複数ルートで四通出しておいたから
目の下に大きなクマを作りながら私はふらふらとした足取りで、何時もの様に仕事に向かった。
まずはシリルを起こしに行く作業からである。目を覚ましてすぐに、シリルは白湯を飲む。それを用意しながら、昨日の今日で顔が合わせ辛いなと思う。
「恋愛感情で好き、か。これはあれですか? 一目ぼれというものなんだろうか」
それを考えると、シリルの趣味は悪いと思う。
一目惚れをするくらいの容姿は、私の個人的な見解では有るのだけれど、カタリーナくらいの容姿でないといけない気がする。
もしくは女装したシリルレベルである。シリルは女装をすると信じられない美少女に変身するのである。男性の目からもそう見えるらしく、以前女装したシリルと一緒にとある有名菓子店にいった時の男性定員が……。

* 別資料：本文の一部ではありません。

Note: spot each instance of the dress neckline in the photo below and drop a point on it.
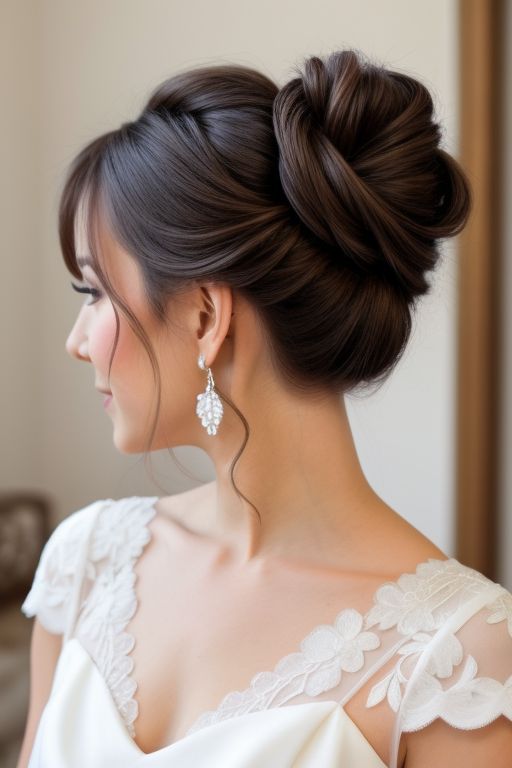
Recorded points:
(217, 714)
(408, 615)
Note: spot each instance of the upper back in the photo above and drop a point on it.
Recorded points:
(267, 639)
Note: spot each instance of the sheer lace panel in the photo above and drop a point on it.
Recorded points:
(432, 631)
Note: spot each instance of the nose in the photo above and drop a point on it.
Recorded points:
(77, 344)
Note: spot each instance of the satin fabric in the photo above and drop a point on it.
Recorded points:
(81, 727)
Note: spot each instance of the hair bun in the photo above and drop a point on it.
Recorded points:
(361, 166)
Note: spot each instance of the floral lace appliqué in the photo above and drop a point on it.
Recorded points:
(120, 535)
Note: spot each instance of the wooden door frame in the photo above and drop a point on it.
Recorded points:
(480, 252)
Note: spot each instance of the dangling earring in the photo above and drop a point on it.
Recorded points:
(209, 407)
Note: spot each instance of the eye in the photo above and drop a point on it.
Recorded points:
(85, 289)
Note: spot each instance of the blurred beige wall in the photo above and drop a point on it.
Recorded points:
(505, 539)
(77, 69)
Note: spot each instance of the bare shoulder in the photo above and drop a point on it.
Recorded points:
(396, 545)
(187, 509)
(442, 745)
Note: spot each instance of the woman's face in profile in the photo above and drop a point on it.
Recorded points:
(134, 394)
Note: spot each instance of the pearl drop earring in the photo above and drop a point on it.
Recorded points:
(209, 406)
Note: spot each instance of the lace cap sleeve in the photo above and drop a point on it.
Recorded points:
(462, 672)
(54, 592)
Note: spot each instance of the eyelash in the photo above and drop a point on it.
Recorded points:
(93, 291)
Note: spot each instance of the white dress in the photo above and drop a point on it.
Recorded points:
(432, 630)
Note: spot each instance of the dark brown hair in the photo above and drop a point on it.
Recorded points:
(322, 203)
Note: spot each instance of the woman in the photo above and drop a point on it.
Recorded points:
(265, 248)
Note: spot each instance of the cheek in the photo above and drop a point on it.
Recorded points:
(101, 344)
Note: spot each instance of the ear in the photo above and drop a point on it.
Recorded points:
(216, 310)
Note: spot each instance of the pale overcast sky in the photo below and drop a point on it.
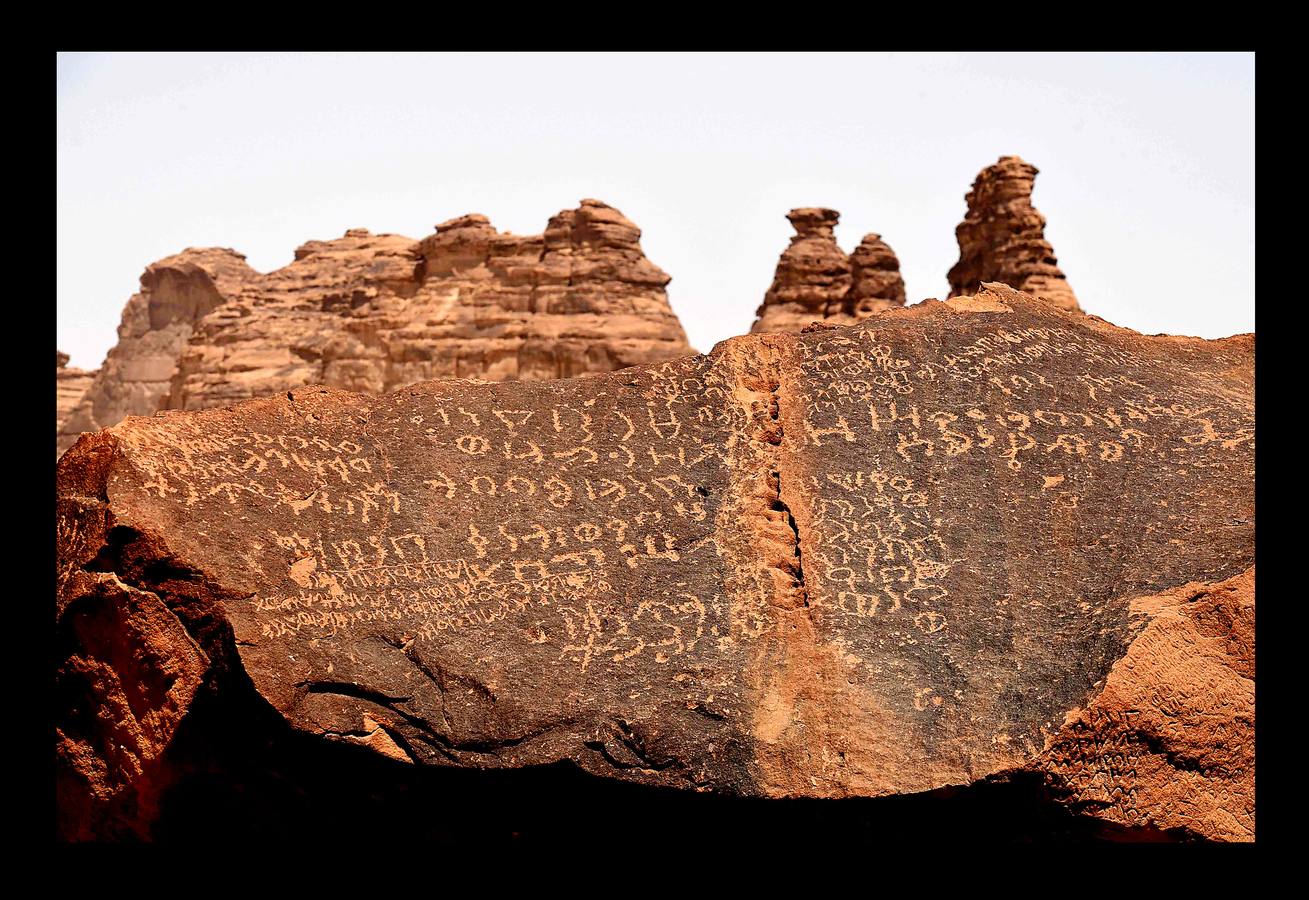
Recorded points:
(1147, 165)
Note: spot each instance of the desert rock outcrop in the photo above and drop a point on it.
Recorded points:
(816, 281)
(375, 311)
(860, 561)
(1003, 238)
(176, 293)
(70, 387)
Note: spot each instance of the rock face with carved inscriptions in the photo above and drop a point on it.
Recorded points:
(816, 281)
(885, 559)
(1003, 238)
(375, 311)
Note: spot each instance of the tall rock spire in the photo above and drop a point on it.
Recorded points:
(816, 281)
(1002, 238)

さて、そんな事を考えるとますます信じられない、からかわているのだろうかという疑惑が私の中で膨れ上がる。
それとも別の理由があるのだろうか。
例えば美形が美形だと思えなくなるような……。
「まさかシリル様の女性の好みに問題があると?」
だから今まで容姿端麗な女性ばかりをお見合いに紹介していたが、だから受けが悪かったのだろうか? なんて事だと私が衝撃の事実に気付いて戦慄いていると、
「フルール、また妙なことを考えているでしょう」
「ひょわぁああっ、って、シリル様、もう起きていらしたのですか?」
「うん、フルールを驚かそうと思ったのだけれど、声をかけようと思ったら、お見合いがどーのこーのと一人でブツブツいっていたから諦めていないなと」
「ふ、ふえっ、で、でももしかしたらシリル様は私みたいな人が好きだということは美形のお嬢様だと上手くいかないのかと」
そこで深々とため息をついたシリルが私を見て、
「僕はフルールに、恋愛感情で好きだと昨日伝えたよね?」
「は、はい、聞きました」
「そしてキスまでしたよね?」
「は、はい」
「それなのにどうしてそんな発想に行くのかな?」
微笑むシリルがなんとなく怖い。
これは故郷で母親が、怒らないからいってみなさいと言って言うと怒られるパターンに似ている。
私はそう思うが焦りだけが眠い頭に響いていって、
「だ、だって一目惚れされるようなくらい私、美人じゃないですし一般人ですし! シリル様には良家の子女と結婚して幸せになってほしいです!」
「えっと、何時僕が一目惚れって言ったかな、フルール?」
「だ、だって、たまたま会って私をメイドにしてくれたわけじゃないですか!」
「あ、うん、そう言えばそうだったね」
「そういえばって、いかにも他で会っているみたいじゃないですか」
そこでシリルが目を瞬かせてから私を見て、
「まあそのへんの話はいいとして、どうして美人じゃないっていうかな。フルールは十分可愛いよ?」
「えっとあの、シリル様、私達何処かで……」
「そういえば、そんなイケズなフルールのために、昨日ポストに手紙を投函しておいたから」
「手紙、ですか?」
「フルールの実家に、フルールをお嫁さんにもらいますねって」
「あの、私まだ返事はしていないのですが」
「外堀から埋めていくことにしました。今頃配達されているんだろうな~」
「……シリル様、これから私はちょっと用事を思い出しましたのでお暇がいただけるでしょうか」
「ん~、いいけれど、無理だと思うよ? 複数ルートで四通出しておいたから」
「……別に、手紙をどうこうするつもりは私には全くありません」
「そうなんだ? 手練の郵便配達人に頼んだから、簡単に追いついて奪えないと思うけれど、頑張ってね」
そんな楽しそうなシリルの声に、別に手紙をどうこうするつもりはありませんと答えた私は、シリルが見えなくなるとともに、急いで部屋に戻りメイド服から着替えて黒い布を纏って誰だかわからないようにして外に飛び出して走りだしたのだった。